But after graduation the big gap occurs — the aliens, now re-defined as "students", get the tax break, as do their employers, but the citizen graduates (and their employers) do not. So if an employer is looking at two equally qualified job applicants, both recent college graduates and both willing to work for $50,000 a year (a recent average salary for new college graduates), one an alien and one a citizen, that employer may very well prefer the alien who will be $4,000 a year cheaper than the citizen. Payroll taxes come to a little over 8 percent of the paycheck; in OPT, neither worker nor the employer has to pay the 8 percent; the trust funds lose bundles as a result.

The two parts of the OPT program that subsidize the alien alumni are the first year, or the OPT per se period, of the subsidy; if the alien alumnus has (as many of them do) a major in the fields of science, technology, engineering, or math (STEM), then the subsidized employment can go on for as much as two more years, for a total of three years. Many in these categories use OPT as a middle step while waiting for a slot as an H-1B worker (where there is, appropriately, full payment of payroll taxes).

If that is not complicated enough, there are two steps within the OPT alumni program that are covered by the previously shown data, but not really explained. An alien graduate gets an authorization from his or her university to seek OPT (and OPT/STEM) work; and then, in another step, after securing a job offer, the alien files for an employment authorization document (EAD) from U.S. Citizenship and Immigration Services.

I tried to get an explanation from the Student and Exchange Visitor Program (SEVP) as to why there were, for example, 69,650 "students" working in the OPT/STEM Program in 2018 (see the last row of Table 1) while in the same year, in Table 3, we see 118,660. I was told that the two items are not comparable, which is accurate, but not very helpful. I was further told that there are some overlaps among the three categories of OPT; one might be working under CPT and have received an authorization for OPT, for example.

My sense is that there is a serious drop-off in STEM/OPT participation from a university authorization to the granting of the EAD because of two main factors: (1) sheer passage of time; and (2) the intervention of the H-1B program. Other possibilities include that some of those with authorizations, but not EADs, leave the country. Also, some may find a way to work, presumably illegally, with an authorization, but without an EAD.

In any event, DHS should produce an easy-to-understand set of data on OPT workers and might — gasp! — actually report that each of them, and each of their employers, is getting a subsidy on the grounds that they are not U.S. citizens or green card holders. An odd reason for a subsidy.

The latter admission is probably too much to expect.

So How Many OPT Workers Are There? Just dealing with OPT and OPT/STEM, and ignoring CPT for the moment, just how many former foreign students got these subsidized jobs in 2018?

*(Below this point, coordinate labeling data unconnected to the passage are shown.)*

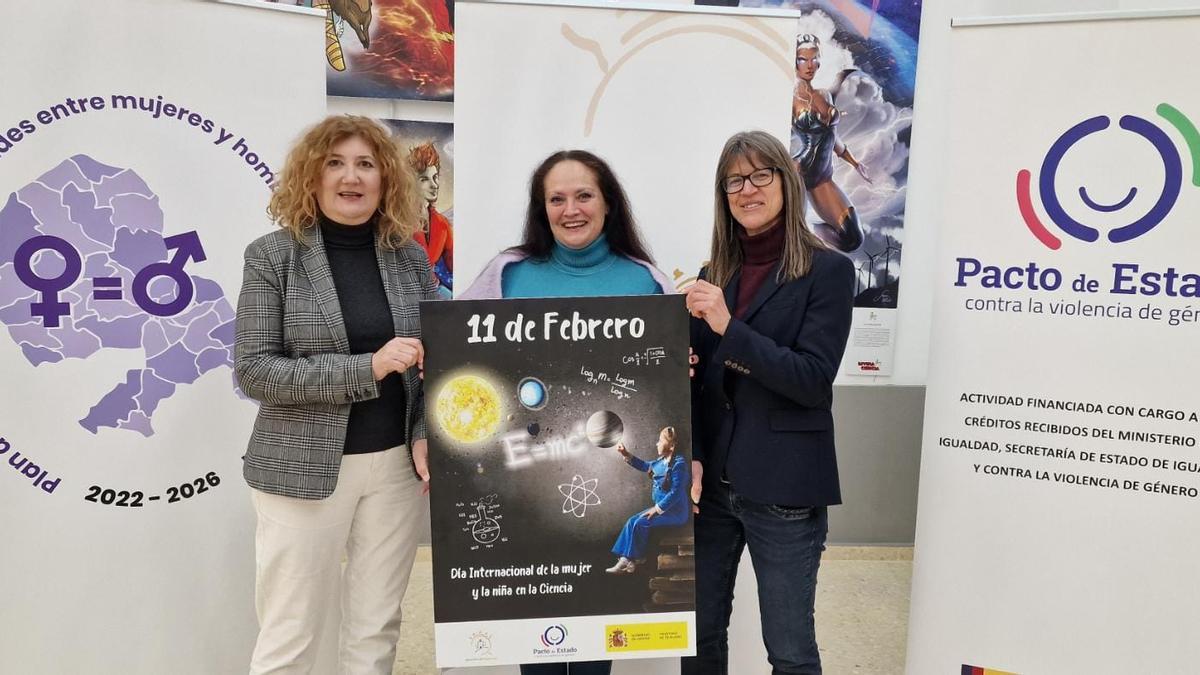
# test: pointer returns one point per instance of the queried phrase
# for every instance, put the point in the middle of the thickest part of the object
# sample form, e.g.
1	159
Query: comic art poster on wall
429	147
389	48
559	449
851	119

Table 1 shows 145,564 in 2018 for OPT, and 69,650 in OPT/STEM, for a combination of 215,214.

Table 2 shows a total of those in SEVIS with OPT of 208,065.

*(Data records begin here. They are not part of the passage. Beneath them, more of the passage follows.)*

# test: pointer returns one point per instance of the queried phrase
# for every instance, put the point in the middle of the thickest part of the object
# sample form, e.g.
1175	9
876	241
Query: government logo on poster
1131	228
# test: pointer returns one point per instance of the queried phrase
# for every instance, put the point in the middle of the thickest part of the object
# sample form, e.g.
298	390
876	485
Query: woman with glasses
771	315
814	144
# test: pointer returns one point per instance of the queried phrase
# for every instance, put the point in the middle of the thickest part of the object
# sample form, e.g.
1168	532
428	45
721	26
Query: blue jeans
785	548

Table 3, dealing with authorizations rather than work permits, shows a combination of OPT and OPT/STEM at 407,075, which was up from the comparable figure of 383,201 in 2017 found in Table 4.

Further, if one looks at the comparable numbers for 2017 and 2018, one finds that four of the comparisons show a decline and four an increase.

With all this in mind, I would say that there was little net movement from year to year, and that 200,000-plus would be a plausible estimate of the size of the subsidized workforce in the two alumni programs, OPT and OPT/STEM, in 2018. But the public should not have to go through the gyrations described above to get the real number of alien alumni in these programs.

The apparent fact that OPT was running at something like the 2017 level in 2018 is encouraging, after years of constant expansion. And though I hate to be proven wrong, it is good news for the nation that the number of such alien workers is closer to 200,000 than to 300,000, as I previously estimated, based on authorization data, rather than the more pertinent EADs.

One other thing is perfectly clear, as two other tables provided by SEVP show (here and here) that with this program, like H-1B, a majority of workers come from India. In 2017, that percentage was 55.6 percent and in 2018 it was 59.4 percent. The number of Indians in the program in 2018 was 70,521 (by the measure used in these tabulations) compared to 25,843 from China, 2,086 from South Korea, 1,677 from Taiwan, 1,355 from Iran, and 1,268 from Nepal; no other country breaks the 1,000 mark.

That we are subsidizing employers to hire Iranians rather than Americans in this program — in total contrast to our general policy of seeking to cripple the Iranian economy — is noteworthy, to say the least.